620 gündür artarak devam eden vahşette, çoğu çocuk ve kadın 55 binden fazla Gazzeli masumun hayatını kaybettiğini, 128 binden fazla kişinin yaralandığını anlatan Erdoğan, İsrail'in saldırılarının şu anda, çok daha vahim, çok daha barbarca bir boyut kazanmış durumda olduğunu bildirdi.
Yüzde 80'i enkaz halindeki Gazze'de hayata tutunmaya çalışan 2 milyon masum sivilin tamamen açlığa, susuzluğa ve ilaçsızlığa mahkum edildiğine dikkati çeken Erdoğan, bu yetmezmiş gibi İsrail'in, yardım dağıtım noktalarına yığılan mazlumların üzerine mermi yağdırdığını, bomba yağdırdığını; her gün, açlıktan kıvranan yüzlerce insanı vurarak alçakça katlettiğini belirtti.
İsrail, haydutluk sahasını biraz daha genişletti
Bütün bunlar yetmezmiş gibi, İsrail'in İran'daki bazı hedeflere saldırarak, İran içinde suikastler düzenleyerek, haydutluk sahasını biraz daha genişlettiğini kaydeden Erdoğan, 'Şunu en başta söylemek mecburiyetindeyim: İran'ın, İsrail'in bu haydutluğu karşısında, bu devlet terörü karşısında, kendisini savunması son derece doğal, meşru, hukuki bir haktır. İran; hukuk tanımayan, kural tanımayan, ilkesi olmayan, şımarık, şımartılmış, gözü dönmüş bir ülke tarafından çok açık bir şekilde saldırıya uğramıştır.' ifadelerini kullandı.
Bu saldırıların, İran'ın nükleer müzakereleri devam ederken düzenlendiğinin altını çizen Erdoğan, şöyle konuştu: 'Kendisi nükleer silahlara sahip olan, üstelik nükleer çalışmalarında hiçbir uluslararası kuralı tanımayan İsrail, müzakerelerin bitmesini beklemeden, sonucu beklemeden, tam olarak terör eylemi gerçekleştirmiştir.
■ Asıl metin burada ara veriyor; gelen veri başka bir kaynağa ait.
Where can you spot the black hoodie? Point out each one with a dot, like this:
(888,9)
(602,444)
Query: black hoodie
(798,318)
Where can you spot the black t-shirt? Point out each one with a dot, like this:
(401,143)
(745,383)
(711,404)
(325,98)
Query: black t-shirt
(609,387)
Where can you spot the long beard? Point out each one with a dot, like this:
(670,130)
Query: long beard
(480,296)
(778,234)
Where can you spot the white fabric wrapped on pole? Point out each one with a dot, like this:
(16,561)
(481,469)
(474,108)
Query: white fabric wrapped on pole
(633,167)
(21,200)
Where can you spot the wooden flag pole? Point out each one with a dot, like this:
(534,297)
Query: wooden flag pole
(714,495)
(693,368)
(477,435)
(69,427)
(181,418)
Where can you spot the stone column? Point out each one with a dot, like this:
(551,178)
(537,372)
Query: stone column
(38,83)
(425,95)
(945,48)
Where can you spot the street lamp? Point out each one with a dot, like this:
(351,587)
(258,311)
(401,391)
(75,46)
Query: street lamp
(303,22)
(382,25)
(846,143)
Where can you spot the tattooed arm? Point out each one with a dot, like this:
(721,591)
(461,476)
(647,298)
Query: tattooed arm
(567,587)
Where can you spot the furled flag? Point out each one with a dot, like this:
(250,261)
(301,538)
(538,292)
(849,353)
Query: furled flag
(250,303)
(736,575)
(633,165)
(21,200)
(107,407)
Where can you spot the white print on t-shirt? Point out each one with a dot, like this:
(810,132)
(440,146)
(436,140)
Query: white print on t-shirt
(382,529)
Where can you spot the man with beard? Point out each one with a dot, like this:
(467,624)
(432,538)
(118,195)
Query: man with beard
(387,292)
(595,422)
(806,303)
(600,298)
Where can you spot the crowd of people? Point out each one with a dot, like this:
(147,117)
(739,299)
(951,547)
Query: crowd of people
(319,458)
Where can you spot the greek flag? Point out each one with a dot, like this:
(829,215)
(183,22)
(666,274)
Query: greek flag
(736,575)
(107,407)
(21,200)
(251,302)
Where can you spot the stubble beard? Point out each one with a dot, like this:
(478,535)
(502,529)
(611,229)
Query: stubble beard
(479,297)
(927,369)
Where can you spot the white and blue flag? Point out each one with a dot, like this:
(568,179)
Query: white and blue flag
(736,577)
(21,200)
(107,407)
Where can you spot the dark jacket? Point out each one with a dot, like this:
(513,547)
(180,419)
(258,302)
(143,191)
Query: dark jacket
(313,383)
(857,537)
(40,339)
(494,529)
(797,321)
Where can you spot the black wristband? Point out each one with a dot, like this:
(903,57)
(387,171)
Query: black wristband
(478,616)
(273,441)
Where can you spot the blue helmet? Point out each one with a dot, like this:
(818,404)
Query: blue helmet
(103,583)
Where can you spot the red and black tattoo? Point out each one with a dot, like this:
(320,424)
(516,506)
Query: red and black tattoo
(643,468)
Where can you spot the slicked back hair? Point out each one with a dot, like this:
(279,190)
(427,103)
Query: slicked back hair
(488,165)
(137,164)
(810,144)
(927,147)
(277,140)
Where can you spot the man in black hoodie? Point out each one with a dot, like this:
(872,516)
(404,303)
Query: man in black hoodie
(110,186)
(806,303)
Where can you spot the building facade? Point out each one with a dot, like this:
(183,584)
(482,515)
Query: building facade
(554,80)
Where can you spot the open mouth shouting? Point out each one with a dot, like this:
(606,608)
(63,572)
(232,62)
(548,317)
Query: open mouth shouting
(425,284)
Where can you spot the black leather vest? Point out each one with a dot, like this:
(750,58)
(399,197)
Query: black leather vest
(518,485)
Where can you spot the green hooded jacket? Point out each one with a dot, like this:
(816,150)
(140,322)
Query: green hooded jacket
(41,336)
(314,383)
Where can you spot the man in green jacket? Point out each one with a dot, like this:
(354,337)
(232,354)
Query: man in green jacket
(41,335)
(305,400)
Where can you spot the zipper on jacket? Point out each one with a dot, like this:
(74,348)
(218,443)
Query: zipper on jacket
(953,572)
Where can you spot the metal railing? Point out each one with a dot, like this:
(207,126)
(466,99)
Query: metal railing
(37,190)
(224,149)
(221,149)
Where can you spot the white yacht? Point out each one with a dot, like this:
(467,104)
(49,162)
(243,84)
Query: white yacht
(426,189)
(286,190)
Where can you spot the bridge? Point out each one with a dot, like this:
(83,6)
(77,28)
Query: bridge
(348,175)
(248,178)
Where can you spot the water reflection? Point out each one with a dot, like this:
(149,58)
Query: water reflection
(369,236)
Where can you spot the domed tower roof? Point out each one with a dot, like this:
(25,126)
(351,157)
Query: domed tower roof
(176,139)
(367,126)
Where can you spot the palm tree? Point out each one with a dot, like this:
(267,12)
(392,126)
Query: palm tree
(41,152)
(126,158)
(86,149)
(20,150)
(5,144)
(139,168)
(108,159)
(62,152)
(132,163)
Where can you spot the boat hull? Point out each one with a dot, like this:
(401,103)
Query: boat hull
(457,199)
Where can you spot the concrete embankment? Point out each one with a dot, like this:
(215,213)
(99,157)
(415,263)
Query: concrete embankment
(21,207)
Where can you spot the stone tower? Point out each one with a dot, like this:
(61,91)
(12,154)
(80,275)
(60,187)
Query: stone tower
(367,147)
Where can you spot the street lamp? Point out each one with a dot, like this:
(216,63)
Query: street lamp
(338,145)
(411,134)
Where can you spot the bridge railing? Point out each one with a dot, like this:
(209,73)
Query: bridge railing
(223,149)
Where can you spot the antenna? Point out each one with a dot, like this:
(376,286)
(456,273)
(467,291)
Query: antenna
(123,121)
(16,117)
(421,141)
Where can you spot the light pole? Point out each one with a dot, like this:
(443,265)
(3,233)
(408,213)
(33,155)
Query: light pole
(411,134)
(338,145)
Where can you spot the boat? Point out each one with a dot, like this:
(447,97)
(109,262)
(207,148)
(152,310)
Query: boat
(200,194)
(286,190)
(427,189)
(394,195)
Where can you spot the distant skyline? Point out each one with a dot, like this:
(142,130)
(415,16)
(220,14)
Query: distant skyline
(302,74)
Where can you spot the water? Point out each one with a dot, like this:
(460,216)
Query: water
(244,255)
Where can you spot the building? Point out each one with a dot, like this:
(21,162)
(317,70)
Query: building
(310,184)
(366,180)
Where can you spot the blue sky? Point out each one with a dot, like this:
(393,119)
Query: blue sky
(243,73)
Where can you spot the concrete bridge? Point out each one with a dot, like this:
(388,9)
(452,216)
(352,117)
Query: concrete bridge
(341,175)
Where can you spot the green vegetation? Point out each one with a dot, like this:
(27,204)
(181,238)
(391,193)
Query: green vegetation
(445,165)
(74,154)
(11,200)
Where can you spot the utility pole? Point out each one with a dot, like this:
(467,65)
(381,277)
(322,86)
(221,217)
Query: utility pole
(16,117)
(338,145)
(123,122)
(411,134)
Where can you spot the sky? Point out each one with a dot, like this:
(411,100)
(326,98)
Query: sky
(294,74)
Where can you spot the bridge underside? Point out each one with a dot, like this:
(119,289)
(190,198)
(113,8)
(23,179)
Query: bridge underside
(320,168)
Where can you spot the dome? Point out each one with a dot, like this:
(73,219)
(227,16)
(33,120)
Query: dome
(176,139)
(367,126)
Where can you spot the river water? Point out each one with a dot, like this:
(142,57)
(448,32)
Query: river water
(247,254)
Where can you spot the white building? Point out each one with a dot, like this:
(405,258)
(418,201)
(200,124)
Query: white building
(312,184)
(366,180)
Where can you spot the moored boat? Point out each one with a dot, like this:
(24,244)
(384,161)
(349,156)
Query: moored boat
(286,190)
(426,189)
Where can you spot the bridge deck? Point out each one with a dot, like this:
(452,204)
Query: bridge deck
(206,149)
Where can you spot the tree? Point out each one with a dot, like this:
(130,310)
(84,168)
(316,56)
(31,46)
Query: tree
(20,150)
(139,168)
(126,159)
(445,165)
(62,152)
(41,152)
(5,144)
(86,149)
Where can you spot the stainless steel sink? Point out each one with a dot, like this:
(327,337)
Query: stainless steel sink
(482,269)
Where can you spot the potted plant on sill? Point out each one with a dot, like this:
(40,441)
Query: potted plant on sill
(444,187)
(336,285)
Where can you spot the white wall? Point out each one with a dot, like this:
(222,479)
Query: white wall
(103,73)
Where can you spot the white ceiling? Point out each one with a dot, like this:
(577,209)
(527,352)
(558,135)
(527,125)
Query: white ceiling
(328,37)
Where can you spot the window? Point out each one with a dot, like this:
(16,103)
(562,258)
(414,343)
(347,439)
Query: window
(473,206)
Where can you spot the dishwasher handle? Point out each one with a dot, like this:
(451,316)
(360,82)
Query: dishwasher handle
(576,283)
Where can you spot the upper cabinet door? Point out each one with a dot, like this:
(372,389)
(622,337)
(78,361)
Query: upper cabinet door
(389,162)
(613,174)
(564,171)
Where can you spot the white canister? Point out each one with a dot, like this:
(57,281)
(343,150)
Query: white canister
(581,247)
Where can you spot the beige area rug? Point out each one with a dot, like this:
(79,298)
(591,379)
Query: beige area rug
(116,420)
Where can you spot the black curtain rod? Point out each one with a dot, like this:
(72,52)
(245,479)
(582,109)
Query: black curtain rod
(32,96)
Bütün dünyanın, bütün insanlığın gözleri önünde yapılan bu saldırganlık karşısında, ne yazık ki, başta Birleşmiş Milletler olmak üzere, uluslararası kurumlar ve devletler sessiz kalmakta, hatta bazıları, maalesef, bu haydutluğa alenen destek vermektedir. Gazze'de, tam 620 gündür insanlığın utancı olan bir tablo yaşanırken sükut edenler, şimdi ateş hızla tüm bölgemize yayılırken, yine derin bir sessizliğe bürünmüşlerdir. Tekrar söylüyorum: Bu saldırganlık, bu kural tanımazlık, bu devlet terörü ve haydutluk karşısında sessiz kalmak, olan bitene özellikle rıza göstermektir.'
Kan ve utanç lekesi sadece Netanyahu'nun eline değil sessiz kalan herkesin eline bulaşmıştır
İsrail'in, bu şımarıklığına destek verenler kadar, sessiz kalanların da eline, alnına, katledilen sivillerin, öldürülen bebeklerin, çocukların kanının sıçradığını ve o kan lekesinin o ellerden, o alınlardan asla temizlenmeyeceğini ifade eden Erdoğan, 'Bu kan ve utanç lekesi sadece Netanyahu'nun eline, alnına değil, sadece onu destekleyen Siyonistlerin eline, alnına değil; aynı zamanda susan, sessiz kalan, tepkisiz kalan herkesin eline, alnına, varsa vicdanına da bulaşmıştır. Hem Gazze'ye hem Suriye'ye, Lübnan'a, Yemen'e hem de komşumuz İran'a yönelik bu insanlık dışı saldırganlığın durması için elimizden gelen her şeyi yapıyoruz, yapmaya da sabırla devam edeceğiz.' değerlendirmesinde bulundu.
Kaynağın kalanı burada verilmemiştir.